A team of researchers from Tohoku University and Johns Hopkins University has uncovered several key aspects of glass transition.
DSC traces of the La(Ce)NiAl system, the arrows indicate the calorimetric glass-transition temperature (Tg) (left). The temperature dependence of the loss modulus of the La(Ce)NiAl system normalized by the maximum peak value. The arrows indicate the α-relaxation temperature (Tα) (right). Image Credit: Tohoku University.
When a liquid undergoes rapid cooling, it acquires viscosity and eventually transforms into a rigid solid glass. The point at which it transforms so is called the glass transition. However, the precise physics responsible for the glass transition and the nature of glass are still a matter of investigation.
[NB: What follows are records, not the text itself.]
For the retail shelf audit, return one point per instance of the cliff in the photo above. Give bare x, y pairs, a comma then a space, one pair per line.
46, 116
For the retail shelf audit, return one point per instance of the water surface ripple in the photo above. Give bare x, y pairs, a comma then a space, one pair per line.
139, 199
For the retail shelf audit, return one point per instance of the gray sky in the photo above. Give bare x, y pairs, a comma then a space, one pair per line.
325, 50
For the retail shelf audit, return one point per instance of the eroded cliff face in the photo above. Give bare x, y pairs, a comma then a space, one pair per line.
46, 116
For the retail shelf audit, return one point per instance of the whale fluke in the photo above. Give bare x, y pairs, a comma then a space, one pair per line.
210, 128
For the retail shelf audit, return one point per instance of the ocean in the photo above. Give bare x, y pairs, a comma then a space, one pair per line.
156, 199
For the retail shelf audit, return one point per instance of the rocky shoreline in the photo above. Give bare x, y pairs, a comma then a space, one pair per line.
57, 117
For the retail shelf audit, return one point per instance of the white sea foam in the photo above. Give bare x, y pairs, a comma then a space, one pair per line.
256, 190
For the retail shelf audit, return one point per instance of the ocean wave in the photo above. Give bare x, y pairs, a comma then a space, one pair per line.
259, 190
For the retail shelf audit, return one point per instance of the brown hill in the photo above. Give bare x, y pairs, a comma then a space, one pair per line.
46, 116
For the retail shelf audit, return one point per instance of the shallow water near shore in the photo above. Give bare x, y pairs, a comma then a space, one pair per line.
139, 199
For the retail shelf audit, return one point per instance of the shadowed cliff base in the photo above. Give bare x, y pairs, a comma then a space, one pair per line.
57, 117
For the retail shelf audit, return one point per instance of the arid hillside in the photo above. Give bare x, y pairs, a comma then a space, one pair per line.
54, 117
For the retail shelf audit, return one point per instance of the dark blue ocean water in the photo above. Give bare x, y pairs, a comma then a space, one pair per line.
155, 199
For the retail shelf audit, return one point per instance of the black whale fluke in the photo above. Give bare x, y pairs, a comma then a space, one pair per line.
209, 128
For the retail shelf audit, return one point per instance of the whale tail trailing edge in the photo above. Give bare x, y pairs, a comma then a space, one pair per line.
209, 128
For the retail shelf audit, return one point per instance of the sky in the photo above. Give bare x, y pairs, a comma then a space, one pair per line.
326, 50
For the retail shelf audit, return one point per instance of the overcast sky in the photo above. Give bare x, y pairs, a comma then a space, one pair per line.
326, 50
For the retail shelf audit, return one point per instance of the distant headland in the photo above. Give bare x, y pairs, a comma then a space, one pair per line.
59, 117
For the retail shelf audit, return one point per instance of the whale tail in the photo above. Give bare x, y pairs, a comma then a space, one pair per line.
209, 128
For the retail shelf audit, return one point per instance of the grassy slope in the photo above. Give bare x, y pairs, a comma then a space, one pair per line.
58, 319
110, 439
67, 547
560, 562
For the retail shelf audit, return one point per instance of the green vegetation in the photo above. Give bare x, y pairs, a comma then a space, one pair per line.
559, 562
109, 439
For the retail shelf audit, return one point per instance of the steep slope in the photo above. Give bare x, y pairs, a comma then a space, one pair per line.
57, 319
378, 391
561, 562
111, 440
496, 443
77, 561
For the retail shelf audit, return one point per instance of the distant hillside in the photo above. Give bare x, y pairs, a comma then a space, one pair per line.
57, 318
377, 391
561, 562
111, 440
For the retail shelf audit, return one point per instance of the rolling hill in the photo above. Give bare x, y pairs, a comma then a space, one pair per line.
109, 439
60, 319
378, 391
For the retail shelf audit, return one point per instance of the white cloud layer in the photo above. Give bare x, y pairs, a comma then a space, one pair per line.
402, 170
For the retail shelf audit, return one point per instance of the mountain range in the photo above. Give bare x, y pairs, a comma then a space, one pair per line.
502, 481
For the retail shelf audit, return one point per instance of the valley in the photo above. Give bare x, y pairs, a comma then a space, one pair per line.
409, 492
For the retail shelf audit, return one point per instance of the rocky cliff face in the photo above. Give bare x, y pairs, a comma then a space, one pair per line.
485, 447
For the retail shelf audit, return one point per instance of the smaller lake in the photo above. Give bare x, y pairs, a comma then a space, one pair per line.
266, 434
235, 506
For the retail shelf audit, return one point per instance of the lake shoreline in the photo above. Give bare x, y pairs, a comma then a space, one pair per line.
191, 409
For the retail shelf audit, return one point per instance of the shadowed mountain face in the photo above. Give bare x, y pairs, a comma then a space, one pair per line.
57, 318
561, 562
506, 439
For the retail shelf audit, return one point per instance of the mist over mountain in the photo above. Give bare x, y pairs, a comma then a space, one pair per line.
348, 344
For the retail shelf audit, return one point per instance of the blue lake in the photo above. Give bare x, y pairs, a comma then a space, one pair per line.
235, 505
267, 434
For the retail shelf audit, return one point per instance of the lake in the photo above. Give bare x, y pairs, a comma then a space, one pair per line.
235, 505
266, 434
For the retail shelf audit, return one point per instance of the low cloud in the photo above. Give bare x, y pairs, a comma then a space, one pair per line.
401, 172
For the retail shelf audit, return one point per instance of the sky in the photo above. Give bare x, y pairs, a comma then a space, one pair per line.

Metallic Glasses (MGs) are highly preferred as they possess plastic’s flexibility and steel’s strength. They are amorphous materials whose atomic structures are disordered. They show exclusive, divergent dynamic and thermodynamic properties, specifically when nearing the glass-transition temperature.
The glass transition in MGs is generally governed by calorimetric and dynamical measurements. The calorimetric glass transition can help detect the temperature at which the specific heat undergoes a sudden spike, while dynamical transition tracks the diverse relaxation responses that arise with rising temperature forms.
The calorimetric glass-transition temperature normally exhibits a trend the same as that of dynamic α-relaxation temperature.
The collaborative group observed that the high configuration entropy remarkably impacts the glass transition of MGs and causes decoupling between the calorimeter and dynamic glass transitions of high-entropy metallic glasses.
The findings of the study were published in the Nature Communications journal on June 22nd, 2021. The study proposes a new glass-forming system that makes use of high configurational entropy, which is known as high entropy metallic glasses (HEMGs).
The research group included Specially Appointed Professor Jing Jiang and Professor Hidemi Kato from the Institute for Materials Research at Tohoku University and Professor Mingwei Chen from Johns Hopkins University.
The researchers commented, “We are excited about this discovery and believe this work furthers our understanding of the fundamental mechanism behind the glass transition.”
Journal Reference:
Jiang, J., et al. (2021) Decoupling between calorimetric and dynamical glass transitions in high-entropy metallic glasses. Nature Communications. doi.org/10.1038/s41467-021-24093-w.